Le Cameroun affiche une prévalence VIH ramenée à 2,6 % chez les 15-49 ans, contre 3,4 % lors de la précédente enquête. Ce recul épidémiologique n’efface pas un flux annuel d’environ 21 000 nouvelles infections, un chiffre que le ministre présente comme la justification de l’introduction d’un outil de prévention supplémentaire.

Administrée tous les deux mois, la PrEP injectable se substitue à la prise quotidienne de comprimés. Elle ne remplace ni le préservatif, ni le dépistage, ni le suivi médical, mais vise à améliorer l’observance chez les populations les plus exposées, un facteur déterminant dans l’efficacité coût-bénéfice des programmes de prévention.

La phase pilote cible en priorité les zones de transmission les plus actives, à commencer par Douala, poumon économique du pays. Ce ciblage géographique répond à une logique d’allocation optimale des ressources, alors que le Comité national de lutte contre le Sida a désigné la baisse des financements internationaux comme la principale contrainte pesant sur la mise en œuvre du Plan stratégique national 2024-2030. Face à ce resserrement budgétaire, les autorités misent sur la diversification des sources de financement et une plus grande autonomie du système de santé.

L’introduction du cabotégravir injectable s’inscrit dans l’objectif d’élimination du VIH comme problème de santé publique à l’horizon 2030, porté par le Plan stratégique national de lutte contre le VIH et les IST 2024-2030, dont l’un des objectifs affichés est de limiter l’impact socio-économique de la maladie sur le développement du pays.

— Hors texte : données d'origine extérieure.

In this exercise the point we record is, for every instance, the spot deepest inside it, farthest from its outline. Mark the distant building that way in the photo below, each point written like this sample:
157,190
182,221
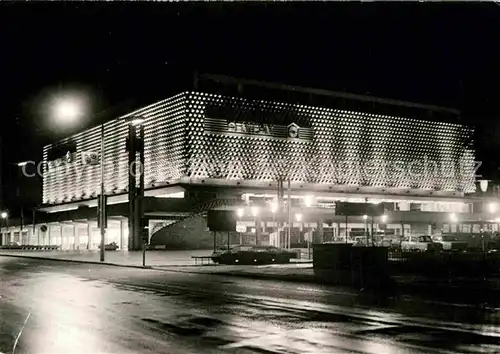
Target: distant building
205,149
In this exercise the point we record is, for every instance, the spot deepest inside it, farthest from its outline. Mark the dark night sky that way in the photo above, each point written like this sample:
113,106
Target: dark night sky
128,54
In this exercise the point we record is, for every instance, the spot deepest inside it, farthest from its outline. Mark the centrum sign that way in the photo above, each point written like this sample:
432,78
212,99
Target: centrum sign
251,128
225,127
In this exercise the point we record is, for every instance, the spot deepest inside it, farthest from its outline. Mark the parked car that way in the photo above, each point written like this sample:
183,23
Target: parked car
253,255
420,243
450,243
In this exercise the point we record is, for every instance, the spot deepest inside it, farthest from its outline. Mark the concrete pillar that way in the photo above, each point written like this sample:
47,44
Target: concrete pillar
258,231
123,234
89,235
319,232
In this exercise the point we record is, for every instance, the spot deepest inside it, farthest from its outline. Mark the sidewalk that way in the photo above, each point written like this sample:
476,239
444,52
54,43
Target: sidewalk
299,271
161,259
123,258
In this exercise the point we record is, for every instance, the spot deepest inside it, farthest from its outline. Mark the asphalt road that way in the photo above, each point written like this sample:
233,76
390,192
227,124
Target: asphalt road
57,307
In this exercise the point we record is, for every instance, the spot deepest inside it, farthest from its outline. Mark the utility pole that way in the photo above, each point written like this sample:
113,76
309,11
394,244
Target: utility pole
289,205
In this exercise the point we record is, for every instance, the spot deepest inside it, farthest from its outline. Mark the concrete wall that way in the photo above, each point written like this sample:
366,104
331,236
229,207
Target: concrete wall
186,234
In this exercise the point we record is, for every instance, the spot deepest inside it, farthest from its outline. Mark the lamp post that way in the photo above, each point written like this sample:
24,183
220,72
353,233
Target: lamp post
4,215
255,213
274,208
384,219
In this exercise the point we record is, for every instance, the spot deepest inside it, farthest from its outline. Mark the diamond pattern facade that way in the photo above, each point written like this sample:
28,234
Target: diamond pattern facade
192,135
164,145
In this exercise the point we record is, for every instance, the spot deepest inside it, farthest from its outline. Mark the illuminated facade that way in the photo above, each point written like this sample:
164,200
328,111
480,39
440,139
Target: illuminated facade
238,147
201,136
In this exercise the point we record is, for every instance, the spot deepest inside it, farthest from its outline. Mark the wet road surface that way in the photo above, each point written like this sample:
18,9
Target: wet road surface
57,307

Cet impact socio-économique reste substantiel. Le VIH pèse sur l’économie camerounaise à plusieurs niveaux : perte de productivité liée à la morbidité des personnes en âge de travailler, charge financière du traitement antirétroviral à vie pour les ménages et les finances publiques, absentéisme et rotation de main-d’œuvre dans les entreprises, coûts indirects pour les foyers touchés par la perte d’un soutien économique, et pression continue sur un système de santé déjà sollicité par ailleurs.

 La baisse des financements extérieurs, dans un budget national 2026 de 8 816,4 milliards de FCFA orienté vers la consolidation de la croissance, accentue la nécessité pour l’État de trouver des outils de prévention à haut rendement, capables de réduire à terme la facture sanitaire et de préserver le capital humain, moteur de la croissance visée à 4,3 % pour l’exercice en cours.